Господин Папата, похоже, забыл, о чем собирался поведать.
— Где-где ты копался? — пискнул он.
— В архивах твоей памяти. Между прочим, ты очень много знаешь, просто позабывал все к чертовой матери, а не был бы таким упрямым ослом, знал бы еще больше.
Библиотекарь хотел было запротестовать, но не нашел толковых возражений.
Библиофил помнит то, что другие считают нужным забыть,
и забывает то, что другие считают нужным помнить
Чарлз Калеб Колтон
— Я, — распевно начал голос, ненавязчиво выделив личное местоимение, — долго думал в благодатной тишине о том, что мы выяснили о Гогиле Топотане, и пришел к интересным выводам.
— С удовольствием послушаю, — сухо сказал господин Папата, уязвленный сентенцией о благодатной тишине.
— Учитывая то, что ты раскопал о минотаврах, то, что сообщил граф да Унара, и то, что произошло в мире в этом году…
— Погоди-ка, — снова остановил его библиотекарь, напряженно размышлявший. — То есть, как это, учитывая то, что я раскопал?
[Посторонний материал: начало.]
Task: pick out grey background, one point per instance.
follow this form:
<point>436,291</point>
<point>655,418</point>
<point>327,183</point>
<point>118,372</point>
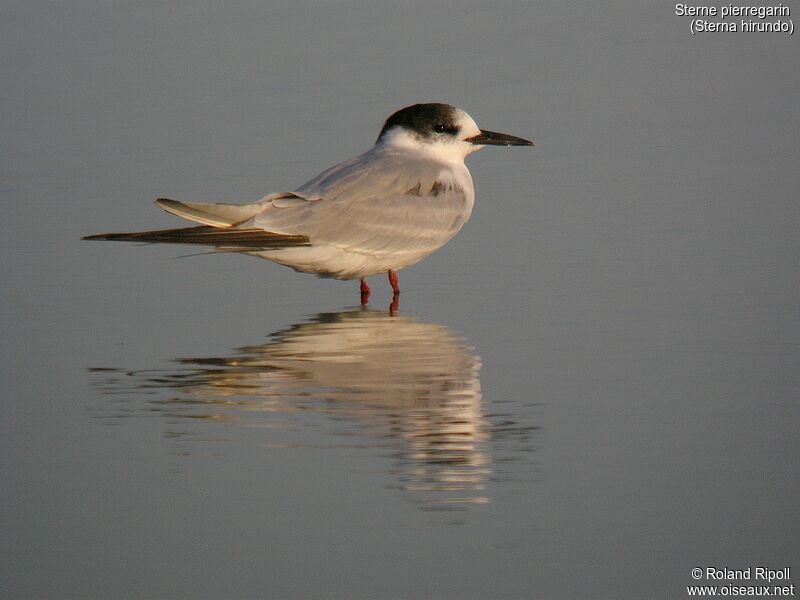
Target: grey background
<point>629,288</point>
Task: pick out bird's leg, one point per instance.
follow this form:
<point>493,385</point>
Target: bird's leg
<point>393,281</point>
<point>395,305</point>
<point>365,291</point>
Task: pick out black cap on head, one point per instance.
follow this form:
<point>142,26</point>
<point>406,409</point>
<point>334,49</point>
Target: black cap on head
<point>423,119</point>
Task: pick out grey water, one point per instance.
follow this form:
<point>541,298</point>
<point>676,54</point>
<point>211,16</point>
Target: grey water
<point>592,390</point>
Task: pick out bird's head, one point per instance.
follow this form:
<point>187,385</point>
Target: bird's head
<point>444,131</point>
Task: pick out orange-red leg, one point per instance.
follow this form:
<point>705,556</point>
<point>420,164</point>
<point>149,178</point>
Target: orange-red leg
<point>365,291</point>
<point>393,281</point>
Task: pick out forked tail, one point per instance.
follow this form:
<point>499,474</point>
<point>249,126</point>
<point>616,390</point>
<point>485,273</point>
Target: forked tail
<point>232,239</point>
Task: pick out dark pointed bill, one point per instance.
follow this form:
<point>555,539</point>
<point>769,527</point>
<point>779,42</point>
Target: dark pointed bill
<point>491,138</point>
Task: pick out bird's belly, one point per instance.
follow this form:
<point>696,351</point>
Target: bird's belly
<point>341,263</point>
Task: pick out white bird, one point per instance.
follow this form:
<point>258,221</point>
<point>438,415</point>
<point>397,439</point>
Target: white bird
<point>376,213</point>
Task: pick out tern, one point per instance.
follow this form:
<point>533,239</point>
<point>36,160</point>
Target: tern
<point>376,213</point>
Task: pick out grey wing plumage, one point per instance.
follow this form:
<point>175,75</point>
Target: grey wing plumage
<point>380,203</point>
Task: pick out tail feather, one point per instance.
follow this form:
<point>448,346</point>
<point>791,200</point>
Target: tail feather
<point>216,215</point>
<point>212,236</point>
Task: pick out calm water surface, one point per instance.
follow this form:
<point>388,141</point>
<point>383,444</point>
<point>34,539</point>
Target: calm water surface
<point>592,390</point>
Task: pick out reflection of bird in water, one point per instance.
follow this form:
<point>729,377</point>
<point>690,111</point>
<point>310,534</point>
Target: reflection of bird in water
<point>413,385</point>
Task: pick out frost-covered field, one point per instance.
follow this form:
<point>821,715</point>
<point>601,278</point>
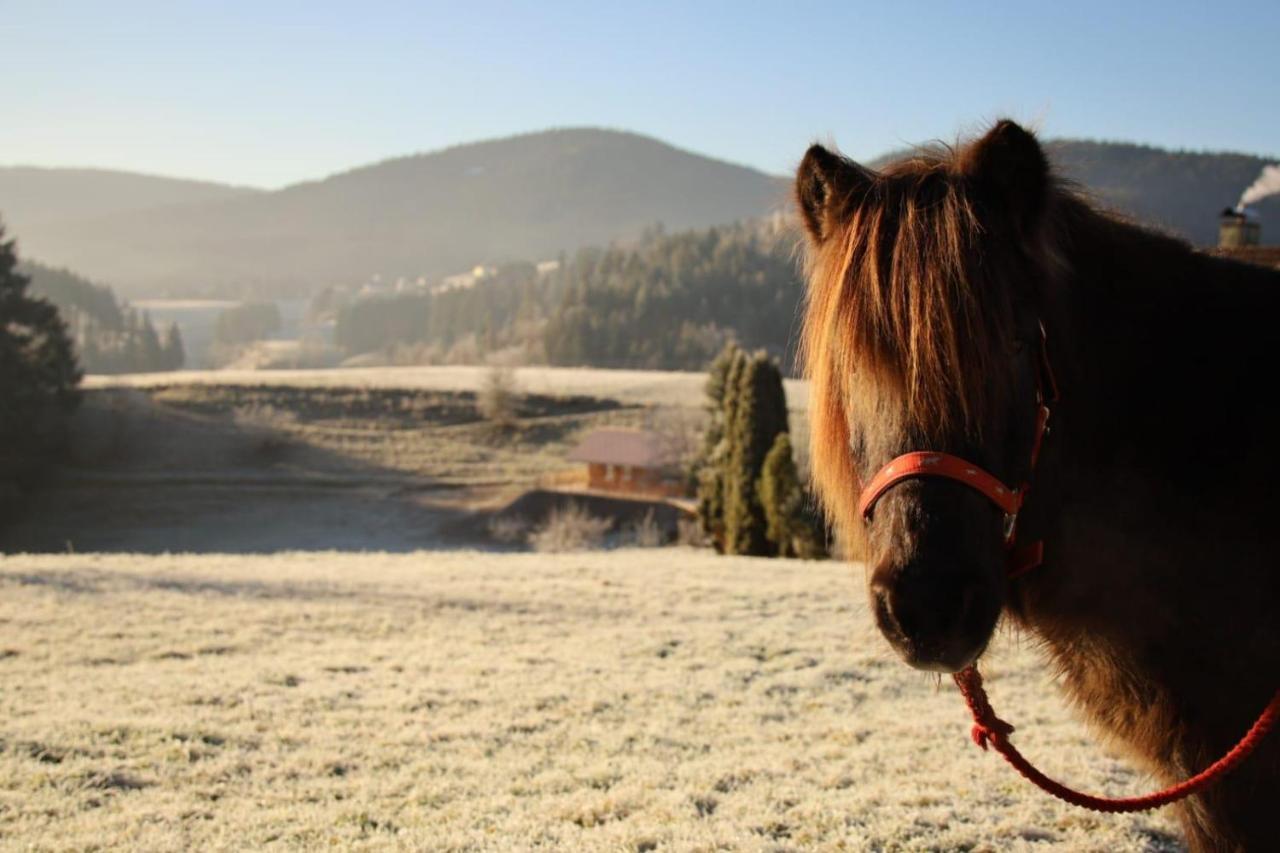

Откуда ты знаешь, что я раскопал втайне от тебя?
— Тоже мне пухнямский тарантас. Подсматривал. Подслушивал. Вынюхивал — образно говоря.
Господин Папата даже задохнулся от возмущения и долго откашливался. Откашлявшись, с горьким упреком заметил:
— А вот я за тобой не подсматривал.
— Куда тебе.
Библиотекарь вздохнул. Невежливо? Да. Резко? Недопустимо резко. Несправедливо? Еще бы. Но, увы, правда.
— Ты не дуйся, как мышь на крупу, ты вдумайся: Гогил Топотан сам, подчеркиваю, сам испросил разрешения, — ты же помнишь, кельмоты были исключительно добровольцами, никакой магистр никого никуда против его воли послать не мог, — и отправился на поиски Хранителя. И вот не вернулся, как мы знаем.
— Куда ты клонишь? — подозрительно спросил Папата, немного обиженный, что еще не уловил скрытый смысл этих речей.
— А вот куда. Когда он отправлялся совершать беспримерный подвиг, то был не просто рыцарем, пускай там великим, но еще и счастливым супругом мадам Мунемеи Топотан. Ты представляешь себе, чтобы она его отпустила просто так, в никуда, на смерть, во славу официально разогнанного ордена, не имея при этом никакого запасного плана. Ты представляешь, чтобы мадам Мунемея, широко известная своим неординарным умом и стальными нервами, позволила своему супругу и отцу своих детей рисковать жизнью за здорово живешь, без гарантий, что его подвиг не будет напрасным? Уволь. Лично я в это не верю. Зная их Топотанью породу, я почти уверен, что если Гогил и заплатил жизнью, то дело того стоило. И еще более уверен в том, что мадам Топотан знает способ, как получить эти бесценные сведения. Иначе, говорю, никуда бы она его не отпустила. Я бы точно не отпустил. А ты?
Господин Папата с огромным трудом представлял себе как внезапную разлуку с Гогилом Топотаном, так и долгую совместную жизнь, поэтому колебался с ответом.
— Ты не преувеличиваешь ее способности?
— Посмотри, что вытворяет ее сын. Кстати, о сыне — это я тоже выкопал в архивах твоей памяти: он все время цитирует труды Тапинагорна Однорогого. Ничего не смущает?